Lusi tiba di rumahnya sore hari. Biasanya ia tak pernah pulang terlambat. Lambat-lambatnya jam satu siang sudah tiba di rumah. Tapi, di sepanjang jalan dari sekolah ke rumahnya yang berjarak sekitar 500 meter, ia diikuti oleh seorang lelaki yang tak ia kenal. Makanya ia memilih jalan memutar untuk sampai ke rumahnya, dengan maksud mengecoh lelaki itu. Ia terus berjalan menunduk. Setibanya di depan rumah, sekilas ia melirik ke belakang. Dan, lelaki itu melemparkan senyum padanya. Cepat-cepat Lusi membuka lantas membanting pintu rumahnya dengan keras. Sampai-sampai lelaki itu pun kaget.
Esoknya, ketika Lusi hendak berangkat sekolah, lelaki itu sudah berdiri di seberang jalan. Lusi menatap tajam mata lelaki itu. Lelaki itu kembali tersenyum padanya. Wajah Lusi tampak ketakutan. Ia berjalan setengah berlari, dan lelaki itu masih membuntuti. Sesampainya di gerbang sekolah, Lusi berhenti dan memberanikan diri,
“Paman mau apa? Kenapa Paman mengikutiku terus?” Ucap Lusi dengan bibir sedikit bergetar.
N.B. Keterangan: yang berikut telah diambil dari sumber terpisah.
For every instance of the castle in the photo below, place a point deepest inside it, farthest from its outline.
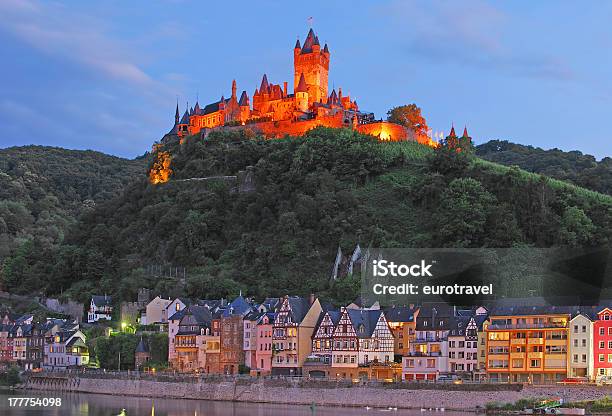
(275, 112)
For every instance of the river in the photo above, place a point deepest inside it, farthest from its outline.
(81, 404)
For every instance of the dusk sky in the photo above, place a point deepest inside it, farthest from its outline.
(105, 75)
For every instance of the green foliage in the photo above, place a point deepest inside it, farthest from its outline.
(105, 350)
(575, 167)
(331, 187)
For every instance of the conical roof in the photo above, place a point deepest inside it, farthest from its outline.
(244, 99)
(311, 40)
(301, 84)
(264, 84)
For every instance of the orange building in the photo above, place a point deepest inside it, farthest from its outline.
(527, 344)
(276, 112)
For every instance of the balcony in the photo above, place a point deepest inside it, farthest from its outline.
(536, 355)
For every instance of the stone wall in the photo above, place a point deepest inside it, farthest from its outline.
(285, 392)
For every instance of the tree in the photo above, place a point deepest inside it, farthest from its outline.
(409, 116)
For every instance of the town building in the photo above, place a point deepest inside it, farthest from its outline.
(142, 355)
(292, 334)
(581, 346)
(602, 343)
(428, 356)
(402, 321)
(263, 350)
(528, 344)
(100, 308)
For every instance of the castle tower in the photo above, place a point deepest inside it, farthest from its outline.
(313, 63)
(302, 95)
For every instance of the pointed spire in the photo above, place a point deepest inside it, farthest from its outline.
(244, 99)
(301, 84)
(263, 88)
(309, 42)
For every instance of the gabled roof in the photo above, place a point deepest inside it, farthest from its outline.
(102, 300)
(299, 308)
(364, 321)
(185, 118)
(301, 85)
(238, 306)
(264, 84)
(400, 314)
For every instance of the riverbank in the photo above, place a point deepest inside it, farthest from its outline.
(306, 393)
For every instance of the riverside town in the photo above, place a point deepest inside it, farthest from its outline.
(314, 209)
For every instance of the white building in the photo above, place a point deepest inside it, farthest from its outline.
(100, 308)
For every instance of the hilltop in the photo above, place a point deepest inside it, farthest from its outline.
(313, 193)
(575, 167)
(43, 190)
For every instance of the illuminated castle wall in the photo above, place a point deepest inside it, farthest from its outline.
(275, 112)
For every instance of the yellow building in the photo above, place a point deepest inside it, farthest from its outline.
(527, 344)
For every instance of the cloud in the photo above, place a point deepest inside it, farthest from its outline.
(470, 34)
(60, 32)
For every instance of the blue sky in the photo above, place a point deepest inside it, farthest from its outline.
(105, 75)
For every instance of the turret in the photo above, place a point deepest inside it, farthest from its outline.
(301, 95)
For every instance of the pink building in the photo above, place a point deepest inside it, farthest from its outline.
(263, 353)
(602, 343)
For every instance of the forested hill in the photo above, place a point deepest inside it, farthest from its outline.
(331, 187)
(576, 167)
(44, 189)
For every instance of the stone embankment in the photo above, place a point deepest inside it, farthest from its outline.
(465, 397)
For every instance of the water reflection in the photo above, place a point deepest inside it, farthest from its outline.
(79, 404)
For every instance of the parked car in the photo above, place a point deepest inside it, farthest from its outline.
(574, 380)
(603, 380)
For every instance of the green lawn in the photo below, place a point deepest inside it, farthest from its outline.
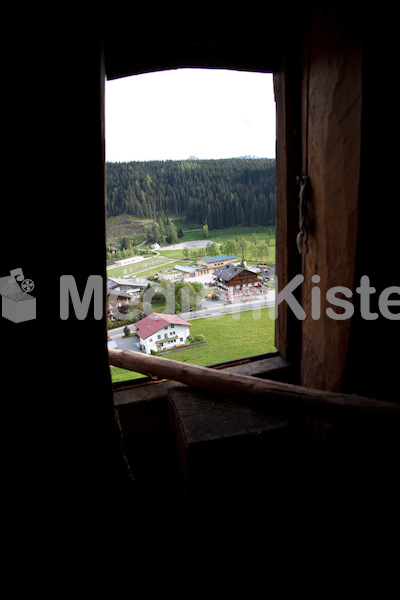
(229, 337)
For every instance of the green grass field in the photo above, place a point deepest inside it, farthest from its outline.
(229, 337)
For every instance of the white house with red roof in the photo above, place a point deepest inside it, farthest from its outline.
(159, 331)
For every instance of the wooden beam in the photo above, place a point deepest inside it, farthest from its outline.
(275, 395)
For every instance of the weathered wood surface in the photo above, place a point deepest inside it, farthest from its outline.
(275, 395)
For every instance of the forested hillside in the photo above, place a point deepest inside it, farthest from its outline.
(222, 193)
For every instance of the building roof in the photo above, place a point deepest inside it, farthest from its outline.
(210, 259)
(156, 321)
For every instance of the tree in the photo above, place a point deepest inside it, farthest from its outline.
(264, 251)
(242, 249)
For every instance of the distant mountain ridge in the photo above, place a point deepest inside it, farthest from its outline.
(225, 192)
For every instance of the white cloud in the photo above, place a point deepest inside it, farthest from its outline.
(200, 112)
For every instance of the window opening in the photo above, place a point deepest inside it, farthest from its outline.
(191, 213)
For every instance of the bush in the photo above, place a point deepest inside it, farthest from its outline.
(195, 339)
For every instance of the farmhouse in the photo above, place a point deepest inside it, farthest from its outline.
(236, 283)
(216, 261)
(159, 331)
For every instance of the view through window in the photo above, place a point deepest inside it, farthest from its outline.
(191, 215)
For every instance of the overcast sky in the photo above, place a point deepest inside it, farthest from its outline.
(205, 113)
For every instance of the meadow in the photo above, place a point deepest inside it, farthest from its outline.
(229, 337)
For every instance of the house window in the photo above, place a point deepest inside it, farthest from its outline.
(228, 294)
“Jangan takut, Paman hanya ingin menngenalmu. Paman tidak akan berbuat jahat,” jawab Lelaki itu dan mendekat ke arah Lusi.
Lusi melangkah mundur. Satu-dua siswa melewati gerbang sambil memandanginya. Kemudian, Lusi memasuki gerbang dan meninggalkan lelaki itu. Lusi tampak kesal padanya. Di jam istirahat, Lusi pun tidak meninggalkan kelas. Ia mungkin mengira kalau-kalau lelaki itu masih ada di luar gerbang.
“Pagi tadi kau bicara dengan siapa?” Tanya seorang kawan di meja sebelahnya.
Hoo,” ia terkejut mendengar suara kawannya, “Bukan siapa-siapa.” Jawabnya.
Bel pulang sekolah pun berbunyi. Anak-anak kelas 1, 2, dan 3 berhamburan dari kelasnya masing-masing. Ada yang segera menyerbu jajanan, ada yang beli mainan, dan ada juga yang langsung pulang. Satu setengah jam kemudian, bel berbunyi lagi. Anak-anak kelas 4, 5, dan 6 keluar dengan lebih tertib. Di luar gerbang, lelaki itu mencari-cari seseorang. Ketika Lusi terlihat sedang berjalan menuju gerbang, Lelaki itu pun tersenyum. Lusi berjalan paling belakang, menunduk, dan selalu sendirian.
“Adik Paman juga kelas lima. Sama kayak Lusi,” lelaki itu membarengi langkah Lusi, “Lusi masih takut pada Paman? Baiklah, jika Paman berbuat macam-macam, Lusi boleh laporkan Paman pada ayah Lusi, atau ke ibu guru. Atau, bapak polisi itu.” Lelaki itu mengarahkan telunjuknya ke seorang polisi yang sedang mengatur lalu lintas.
“Aku tidak suka melapor.” Lusi menjawabnya dengan sedikit ketus, “Tapi aku akan berteriak jika Paman membuatku takut.”
“Berarti sekarang Lusi sudah tidak takut?”
Lusi tidak menjawabnya. Lusi menghentikan langkahnya kemudian menatap wajah lelaki itu dengan berani. Lelaki itu lagi-lagi tersenyum, dan sepertinya senang mengetahui bahwa Lusi sudah tidak takut lagi kepadanya.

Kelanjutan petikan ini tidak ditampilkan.